Although as a kid I preferred soccer to any other sport, it was because sports were mandatory, and I could see a soccer ball without wearing my glasses. Frankly, I hated all sports as a child because, as my brother put it, with more accuracy than filial devotion, I have “the hand-eye coordination of a blind snake.” I don’t think I have watched an hour of soccer (or, as my friend James Taranto calls it, “metric football”) since. Still, like the denizens of NPR, I instinctively rejoiced when the U.S. defeated Algeria. Why? Because, like them, I am an American.

Emanuele Ottolenghi writes, “Since I am sane, I can only explain their outburst of national pride as evidence that their false conscience is their commitment to internationalism — a silly ideological pose whose fallacy just a game of soccer (football) can expose.”

I think their problem is their failure to understand human nature and its pervasive, ineradicable influence over human affairs. The left, lusting to social-engineer a better world, conveniently dismisses human nature as merely an artifact of the society in which people live. Change society, argued Marx and his heirs, and you change human nature; perfect society, and you perfect humankind. In other words, humans are mere tabula rasas to be written on by the all-wise liberal elite.

But that just isn’t so. Human nature, like gravity, is always in operation. No one would walk off a cliff without expecting to die, but liberals argue that aspects of human nature can be merely waved aside. Then a soccer player half a world away puts a ball into a net, and liberals give the lie to their own argument by cheering wildly — an instinctive display of the tribal loyalty they feel but refuse to recognize for ideological reasons.

War is an aspect not only of human nature but, as Reuters reported the other day, anthropoid nature, as well.
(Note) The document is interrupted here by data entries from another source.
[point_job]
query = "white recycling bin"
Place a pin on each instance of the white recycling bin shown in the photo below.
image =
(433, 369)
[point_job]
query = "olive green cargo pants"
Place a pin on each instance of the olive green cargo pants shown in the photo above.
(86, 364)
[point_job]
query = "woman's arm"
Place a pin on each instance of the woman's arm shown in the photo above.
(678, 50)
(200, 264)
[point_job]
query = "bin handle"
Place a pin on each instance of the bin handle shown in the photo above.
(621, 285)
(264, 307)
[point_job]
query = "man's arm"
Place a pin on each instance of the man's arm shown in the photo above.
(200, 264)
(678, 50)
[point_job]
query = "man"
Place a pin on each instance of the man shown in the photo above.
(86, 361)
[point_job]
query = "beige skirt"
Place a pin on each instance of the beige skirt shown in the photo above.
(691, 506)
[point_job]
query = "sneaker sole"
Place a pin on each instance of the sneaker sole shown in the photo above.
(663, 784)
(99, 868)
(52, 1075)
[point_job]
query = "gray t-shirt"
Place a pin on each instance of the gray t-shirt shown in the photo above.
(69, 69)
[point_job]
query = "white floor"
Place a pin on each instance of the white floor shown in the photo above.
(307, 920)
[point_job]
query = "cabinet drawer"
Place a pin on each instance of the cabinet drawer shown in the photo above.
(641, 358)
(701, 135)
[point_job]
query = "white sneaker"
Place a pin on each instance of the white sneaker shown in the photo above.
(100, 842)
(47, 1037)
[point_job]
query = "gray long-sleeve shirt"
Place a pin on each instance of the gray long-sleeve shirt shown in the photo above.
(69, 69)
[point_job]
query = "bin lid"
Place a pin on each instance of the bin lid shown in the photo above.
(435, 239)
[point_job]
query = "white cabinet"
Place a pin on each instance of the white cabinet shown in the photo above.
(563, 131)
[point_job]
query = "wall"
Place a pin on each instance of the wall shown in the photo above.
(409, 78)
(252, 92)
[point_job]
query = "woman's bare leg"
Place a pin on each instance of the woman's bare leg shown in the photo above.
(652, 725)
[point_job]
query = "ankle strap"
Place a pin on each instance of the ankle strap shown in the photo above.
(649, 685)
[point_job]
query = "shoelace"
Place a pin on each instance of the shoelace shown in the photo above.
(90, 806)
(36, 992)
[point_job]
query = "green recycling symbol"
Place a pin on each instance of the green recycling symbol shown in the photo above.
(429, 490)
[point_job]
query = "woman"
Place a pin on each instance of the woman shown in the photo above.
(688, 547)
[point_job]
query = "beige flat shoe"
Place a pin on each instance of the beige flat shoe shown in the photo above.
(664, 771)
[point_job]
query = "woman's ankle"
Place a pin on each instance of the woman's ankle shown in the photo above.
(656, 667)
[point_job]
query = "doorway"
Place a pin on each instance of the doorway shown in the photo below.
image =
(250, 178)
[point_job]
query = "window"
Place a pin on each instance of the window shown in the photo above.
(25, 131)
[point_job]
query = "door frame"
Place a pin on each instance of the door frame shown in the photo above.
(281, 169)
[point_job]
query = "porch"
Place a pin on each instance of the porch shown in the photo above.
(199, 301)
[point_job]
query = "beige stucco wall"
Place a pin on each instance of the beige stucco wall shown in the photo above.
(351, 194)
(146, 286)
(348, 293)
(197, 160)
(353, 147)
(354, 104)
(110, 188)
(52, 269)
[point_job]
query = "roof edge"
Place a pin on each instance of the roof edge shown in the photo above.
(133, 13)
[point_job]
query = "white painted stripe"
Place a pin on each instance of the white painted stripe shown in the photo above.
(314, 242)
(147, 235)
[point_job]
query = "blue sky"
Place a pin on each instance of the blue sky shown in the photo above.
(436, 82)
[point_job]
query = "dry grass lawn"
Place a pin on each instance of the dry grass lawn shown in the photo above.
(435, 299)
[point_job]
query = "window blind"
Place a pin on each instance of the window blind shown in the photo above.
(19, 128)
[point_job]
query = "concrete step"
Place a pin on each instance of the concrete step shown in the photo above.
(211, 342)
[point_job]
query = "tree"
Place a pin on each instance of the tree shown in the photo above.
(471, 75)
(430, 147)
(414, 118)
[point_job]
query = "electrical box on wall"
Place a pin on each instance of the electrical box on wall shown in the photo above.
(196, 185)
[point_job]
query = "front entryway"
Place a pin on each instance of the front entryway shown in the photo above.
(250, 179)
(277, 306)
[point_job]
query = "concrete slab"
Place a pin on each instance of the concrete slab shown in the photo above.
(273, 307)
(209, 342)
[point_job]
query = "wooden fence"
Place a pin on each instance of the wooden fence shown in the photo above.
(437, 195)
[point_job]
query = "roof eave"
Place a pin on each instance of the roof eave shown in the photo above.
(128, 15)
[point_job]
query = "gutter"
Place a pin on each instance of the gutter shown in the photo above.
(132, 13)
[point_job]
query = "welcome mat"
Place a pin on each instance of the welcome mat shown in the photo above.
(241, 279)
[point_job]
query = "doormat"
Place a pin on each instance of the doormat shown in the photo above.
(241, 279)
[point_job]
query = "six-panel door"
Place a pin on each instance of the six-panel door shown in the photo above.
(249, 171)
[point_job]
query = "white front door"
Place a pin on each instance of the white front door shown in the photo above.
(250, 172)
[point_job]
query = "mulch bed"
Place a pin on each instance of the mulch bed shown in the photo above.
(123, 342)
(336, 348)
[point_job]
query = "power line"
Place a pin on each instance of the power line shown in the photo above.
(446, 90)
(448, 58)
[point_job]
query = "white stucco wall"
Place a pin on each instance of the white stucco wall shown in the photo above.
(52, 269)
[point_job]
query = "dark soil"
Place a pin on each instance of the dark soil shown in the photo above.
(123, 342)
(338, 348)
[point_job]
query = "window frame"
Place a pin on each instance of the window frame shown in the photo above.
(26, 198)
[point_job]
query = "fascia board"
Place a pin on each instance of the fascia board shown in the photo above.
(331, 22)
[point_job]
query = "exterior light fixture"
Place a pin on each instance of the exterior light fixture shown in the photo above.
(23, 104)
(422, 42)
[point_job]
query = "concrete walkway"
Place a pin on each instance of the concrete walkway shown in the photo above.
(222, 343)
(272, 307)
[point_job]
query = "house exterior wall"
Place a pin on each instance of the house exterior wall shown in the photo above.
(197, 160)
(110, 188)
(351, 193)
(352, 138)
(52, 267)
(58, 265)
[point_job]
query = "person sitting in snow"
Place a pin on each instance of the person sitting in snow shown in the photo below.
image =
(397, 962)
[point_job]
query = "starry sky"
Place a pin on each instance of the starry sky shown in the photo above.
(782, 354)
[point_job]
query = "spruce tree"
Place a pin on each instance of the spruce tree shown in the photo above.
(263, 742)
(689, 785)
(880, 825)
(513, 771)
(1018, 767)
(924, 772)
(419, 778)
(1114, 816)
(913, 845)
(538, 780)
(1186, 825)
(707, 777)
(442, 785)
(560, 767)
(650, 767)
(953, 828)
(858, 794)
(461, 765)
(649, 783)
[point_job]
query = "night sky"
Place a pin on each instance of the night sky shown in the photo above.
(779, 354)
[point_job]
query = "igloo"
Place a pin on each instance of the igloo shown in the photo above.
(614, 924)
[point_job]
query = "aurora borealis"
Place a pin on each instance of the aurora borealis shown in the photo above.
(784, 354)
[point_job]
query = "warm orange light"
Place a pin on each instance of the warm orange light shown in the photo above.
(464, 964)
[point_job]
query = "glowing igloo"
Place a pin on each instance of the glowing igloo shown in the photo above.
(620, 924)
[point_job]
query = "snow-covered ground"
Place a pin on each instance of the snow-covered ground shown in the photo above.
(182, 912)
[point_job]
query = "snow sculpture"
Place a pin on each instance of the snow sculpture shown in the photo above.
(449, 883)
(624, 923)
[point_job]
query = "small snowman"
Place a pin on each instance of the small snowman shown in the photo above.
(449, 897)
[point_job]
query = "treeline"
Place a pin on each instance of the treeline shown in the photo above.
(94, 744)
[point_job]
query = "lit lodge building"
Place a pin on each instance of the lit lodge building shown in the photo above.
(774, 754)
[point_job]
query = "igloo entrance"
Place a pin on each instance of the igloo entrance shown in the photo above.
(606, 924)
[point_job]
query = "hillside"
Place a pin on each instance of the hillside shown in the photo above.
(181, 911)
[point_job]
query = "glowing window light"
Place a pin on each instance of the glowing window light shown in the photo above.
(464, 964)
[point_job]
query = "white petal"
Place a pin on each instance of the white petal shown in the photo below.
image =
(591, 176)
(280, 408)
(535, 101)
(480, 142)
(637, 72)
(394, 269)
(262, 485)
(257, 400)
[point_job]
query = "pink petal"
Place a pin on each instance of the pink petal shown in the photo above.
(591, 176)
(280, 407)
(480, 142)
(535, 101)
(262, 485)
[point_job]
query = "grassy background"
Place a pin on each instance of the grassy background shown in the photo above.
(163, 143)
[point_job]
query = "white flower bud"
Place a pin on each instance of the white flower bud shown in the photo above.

The instinct to aggrandize at the expense of our neighbors lies very deep in our bones, indeed. The young of all species that play instinctively play in ways that will make them more successful as adults. (Ever see a kitten sneak up and pounce on a litter mate? He’s honing skills needed to hunt.) With human children, especially boys (pace, Title 9), that means we play war games. It’s just that today we call them team sports.

War has become far less common than it was in the days of hunting and gathering. (It is still endemic in the world’s few remaining hunting-and-gathering societies, such as in the highlands of New Guinea.) But we have sublimated the instinct into a vast new industry called professional sports. American football is probably the most obviously warlike of all sports, involving the conquest of territory, strategy, tactics, surprise, intense teamwork, etc. But all team sports — and games like chess — are basically war by other means, an outlet for the instinct to beat up our neighbors, which is far more positive (and wealth-producing) in the modern world than war itself. It’s a beautiful example — if one that developed without conscious thought — of what Sir Francis Bacon meant when he wrote that “to be commanded, nature must first be obeyed.”

We are the end product of 3.5 billion years of evolution, and that evolution has produced one of the most intensely social animals on the planet. We thus not only feel an instinctive loyalty to ourselves and our families (especially our lineal descendants and ancestors) but to our social unit as well. Nearly 10, 000 years ago, that was a small tribe of probably no more than 50. Today, the tribe of Americans numbers 300 million. But the instinct to tribal loyalty remains quite unchanged. The NPR employees just proved it.